Scandi-noir has a lot to answer for, not least the plethora of pale imitations that it generates. Ditto Broadchurch, with its perfect representation of how a horrific crime can disrupt a small town. Combining these two sources is The Loch. It has the macabre deaths of Scandinavia and its dramatic but gloomy scenery with the small community of people with secrets of Broadchurch. Tartan noir mixed with McBroadchurch if you will.
We have the murder of a piano teacher, and now a local teenage tearaway, both dispatched slightly horrifically. Everyone has a reason to look suspicious, including the paedophile doctor and the ex-con living under a new name. A top DCI from the big city (Siobhan Finneran) is shipped in, upsetting local cops and bringing along with her a ‘celebrity forensic psychologist’. Oh, and there’s a man tied to the bottom of the loch that nobody has spotted yet.
It is as barking mad as it sounds. There’s the man being kept in a drugged coma by his mother, locals looking shifty at each other and random wolves popping up all over the place. It is as if the writers were given free rein to do whatever they like, but when it came to filming the budget kicked in and tripping over into the truly surreal Twin Peaks style was put on hold.

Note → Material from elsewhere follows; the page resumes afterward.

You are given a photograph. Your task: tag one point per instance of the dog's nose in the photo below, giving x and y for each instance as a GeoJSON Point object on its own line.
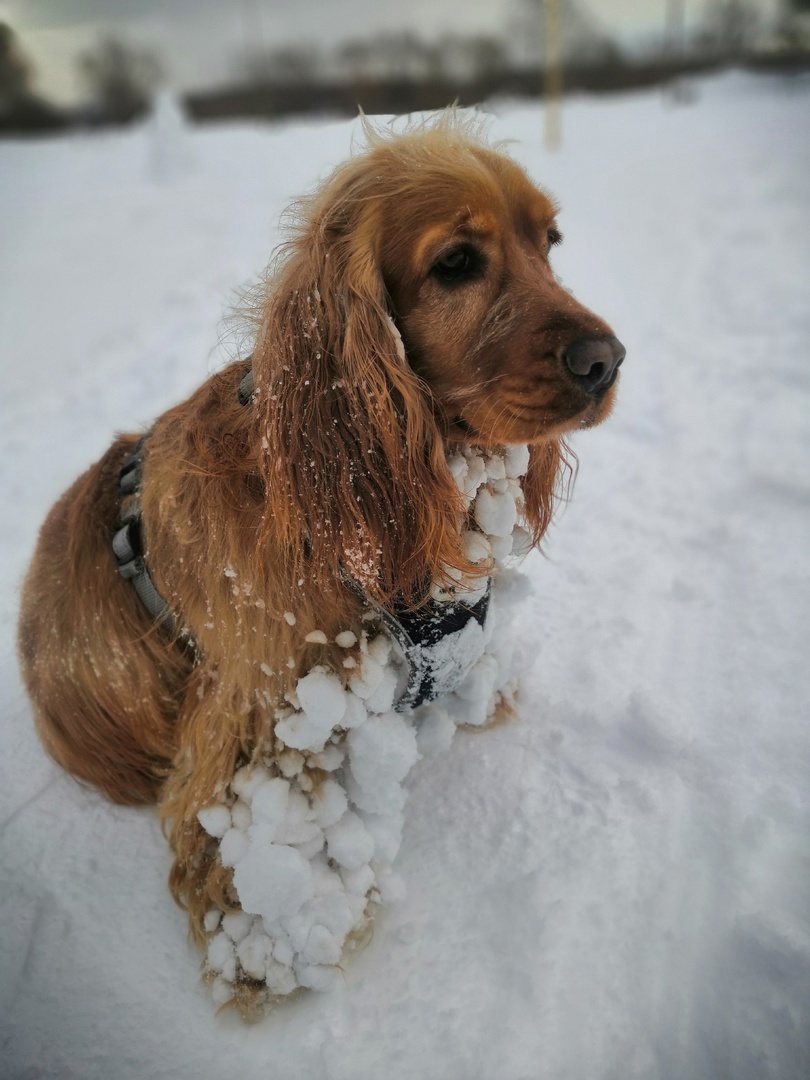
{"type": "Point", "coordinates": [594, 362]}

Nevertheless, despite (or maybe because of) its ludicrousness it is actually quite enjoyable. With nobody remotely acting guilt free we have a whole village of suspects, although if it is the local sergeant’s husband I will scream in despair. Once you acclimatise to it, the oddness becomes intriguing rather than distracting.
Of course, for me the making and breaking of crime drama is in how it handles the procedural stuff. This is where The Loch falls sadly short. The detectives seem to just barrel along, doing what the hell they like. If this ever makes it to court, the defence will have a field day with procedural errors. The whole case will collapse in the space of an afternoon. It didn’t have to be this way: Broadchurch, Line of Duty and even Scott & Bailey are proof you can talk procedure and keep the drama.
But maybe that’s the point – procedural dramas are already being done so well, why copy? Hang the technicals, forget the rules, and don’t even consider the paperwork. The eccentricities will be a distraction from all this.
Still, it wouldn’t hurt to hear a conversation about forms, or an interview of a suspect done with all the quiet suspense of the show’s rivals. It’s what a lot of us like. You don’t need to dial back the odd, just turn up the real.